A: No, I don't' think so. If you come out and see a live performance of poetry it does not mean that you are not going to go back and read poetry and have a very personal, introspective experience. These are two completely different forms and there certain are nuances and subtleties. If I was doing a performance I never mind if someone zones off because something I have said is cool and reminded them of something personal. They might not be listening for the next three minutes, they might think about the time they were at the sea and it was really warm, but that is fine. The advantage of live performance is that you take part in a totally unique moment and could become electric and gave a kind of epiphany of present - ness. This could make you feel like you are part of a community, which has shared something unique. It is like listening to music on CD music and going to a gig. It is well known that poetry originally was aural and it was only later with printing that people read it in the solitude of their own homes.
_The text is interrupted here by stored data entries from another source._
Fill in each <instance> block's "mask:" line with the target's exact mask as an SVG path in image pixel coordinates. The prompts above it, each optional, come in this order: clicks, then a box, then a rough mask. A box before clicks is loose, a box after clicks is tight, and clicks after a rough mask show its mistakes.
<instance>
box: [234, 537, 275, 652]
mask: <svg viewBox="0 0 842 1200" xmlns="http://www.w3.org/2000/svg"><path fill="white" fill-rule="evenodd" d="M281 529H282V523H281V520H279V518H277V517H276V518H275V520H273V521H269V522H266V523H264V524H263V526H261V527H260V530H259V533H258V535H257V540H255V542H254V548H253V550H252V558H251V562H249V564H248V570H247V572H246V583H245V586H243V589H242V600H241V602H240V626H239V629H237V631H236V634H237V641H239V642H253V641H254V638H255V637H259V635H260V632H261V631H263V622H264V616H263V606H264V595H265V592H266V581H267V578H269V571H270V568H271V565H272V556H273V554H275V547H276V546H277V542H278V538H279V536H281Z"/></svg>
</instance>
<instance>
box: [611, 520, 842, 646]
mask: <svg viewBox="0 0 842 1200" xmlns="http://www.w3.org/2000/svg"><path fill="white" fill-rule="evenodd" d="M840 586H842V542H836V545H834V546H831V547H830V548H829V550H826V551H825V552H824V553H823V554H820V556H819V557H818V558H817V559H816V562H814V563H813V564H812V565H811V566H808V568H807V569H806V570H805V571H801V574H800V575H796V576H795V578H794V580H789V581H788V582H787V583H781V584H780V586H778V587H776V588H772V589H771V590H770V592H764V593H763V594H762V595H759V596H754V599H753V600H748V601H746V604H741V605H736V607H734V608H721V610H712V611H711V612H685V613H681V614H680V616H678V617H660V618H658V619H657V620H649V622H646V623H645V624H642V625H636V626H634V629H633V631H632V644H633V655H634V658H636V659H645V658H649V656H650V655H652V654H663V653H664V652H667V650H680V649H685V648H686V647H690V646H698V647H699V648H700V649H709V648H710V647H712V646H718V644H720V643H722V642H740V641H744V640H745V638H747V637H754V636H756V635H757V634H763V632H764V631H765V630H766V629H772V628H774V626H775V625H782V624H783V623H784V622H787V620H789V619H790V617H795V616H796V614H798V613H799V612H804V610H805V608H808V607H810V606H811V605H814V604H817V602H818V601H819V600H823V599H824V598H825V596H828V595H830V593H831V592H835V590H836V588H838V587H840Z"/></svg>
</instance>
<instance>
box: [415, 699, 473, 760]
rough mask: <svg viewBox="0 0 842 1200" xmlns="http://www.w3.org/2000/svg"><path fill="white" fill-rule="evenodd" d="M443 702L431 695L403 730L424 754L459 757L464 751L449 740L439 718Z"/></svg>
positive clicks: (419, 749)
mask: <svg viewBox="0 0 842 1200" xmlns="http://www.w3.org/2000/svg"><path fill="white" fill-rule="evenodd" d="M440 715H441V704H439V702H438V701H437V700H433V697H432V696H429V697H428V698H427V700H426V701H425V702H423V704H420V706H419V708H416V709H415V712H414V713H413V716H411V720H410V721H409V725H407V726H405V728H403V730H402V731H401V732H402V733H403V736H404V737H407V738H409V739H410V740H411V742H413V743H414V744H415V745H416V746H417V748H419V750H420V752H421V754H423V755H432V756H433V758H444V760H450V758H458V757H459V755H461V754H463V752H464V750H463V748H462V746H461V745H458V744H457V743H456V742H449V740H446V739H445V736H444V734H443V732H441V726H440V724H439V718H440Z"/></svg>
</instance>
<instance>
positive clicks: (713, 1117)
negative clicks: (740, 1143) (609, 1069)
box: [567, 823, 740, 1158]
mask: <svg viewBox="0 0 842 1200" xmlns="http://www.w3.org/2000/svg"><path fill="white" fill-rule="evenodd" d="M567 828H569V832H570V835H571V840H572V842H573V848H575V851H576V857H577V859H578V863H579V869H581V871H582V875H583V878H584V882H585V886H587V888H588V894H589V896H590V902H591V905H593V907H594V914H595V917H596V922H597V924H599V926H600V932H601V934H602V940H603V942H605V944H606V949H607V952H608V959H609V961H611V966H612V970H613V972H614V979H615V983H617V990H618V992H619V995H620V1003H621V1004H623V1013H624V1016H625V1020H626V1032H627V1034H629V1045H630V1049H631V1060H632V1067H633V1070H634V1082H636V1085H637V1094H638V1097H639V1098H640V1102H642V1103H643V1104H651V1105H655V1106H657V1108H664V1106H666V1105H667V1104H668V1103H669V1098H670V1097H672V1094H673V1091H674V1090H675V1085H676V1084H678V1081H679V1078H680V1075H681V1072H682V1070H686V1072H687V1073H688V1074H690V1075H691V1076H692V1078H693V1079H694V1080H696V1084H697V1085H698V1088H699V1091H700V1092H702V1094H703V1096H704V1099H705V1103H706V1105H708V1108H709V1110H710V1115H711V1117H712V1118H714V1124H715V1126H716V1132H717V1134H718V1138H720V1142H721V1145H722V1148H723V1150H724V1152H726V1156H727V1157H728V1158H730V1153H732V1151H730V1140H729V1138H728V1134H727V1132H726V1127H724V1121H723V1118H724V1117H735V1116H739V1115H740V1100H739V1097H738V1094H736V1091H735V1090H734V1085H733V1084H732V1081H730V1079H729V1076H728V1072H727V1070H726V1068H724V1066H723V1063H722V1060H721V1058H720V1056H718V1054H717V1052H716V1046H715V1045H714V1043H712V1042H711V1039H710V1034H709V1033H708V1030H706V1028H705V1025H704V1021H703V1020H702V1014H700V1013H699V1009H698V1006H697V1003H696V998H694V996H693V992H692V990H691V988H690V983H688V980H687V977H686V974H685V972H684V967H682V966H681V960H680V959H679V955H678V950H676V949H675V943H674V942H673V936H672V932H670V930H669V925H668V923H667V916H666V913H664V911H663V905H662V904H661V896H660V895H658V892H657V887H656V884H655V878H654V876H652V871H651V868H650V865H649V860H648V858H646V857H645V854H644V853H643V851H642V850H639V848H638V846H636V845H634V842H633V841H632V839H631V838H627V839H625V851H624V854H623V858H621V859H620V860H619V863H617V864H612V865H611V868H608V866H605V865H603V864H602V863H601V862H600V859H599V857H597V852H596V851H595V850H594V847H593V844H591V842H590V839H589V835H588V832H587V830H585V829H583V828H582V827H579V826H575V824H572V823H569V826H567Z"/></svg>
Q: Judging by your experience what is the difference in the response of the American and European audience?

A: The American audience is much more vocal and interactive. In the United States there is a tradition of "slam poetry", where the audience shouts or cheers or cheers during the poem. Europe has more of a literary tradition and it can be much more intellectual, while you can be more complex.

Q: What are your expectations as to the reactions of the Bulgarian audience?

A: I hope they will like it and people will come out and talk to us afterwards. I hope they will feel like it is a genuine cultural exchange not only between Great Britain and Bulgarian, but between poetry and music. I knew embarrassingly little about Bulgarian culture before coming here. Now I will go back to UK with having learnt about a separate culture from mine and hopefully being informed by that. The level of writing and musicianship I have seen here is very high. I am not just impressed, but thrown away by it, so that I will be braver in the way I write. In Great Britain we want so much make it dynamic and exciting that sometimes I forget the subtlety, intricacy and complexity of imagery. What I find really impressive is the kind of intellectuallness of imagery and emotional intelligence in the writing I have seen here.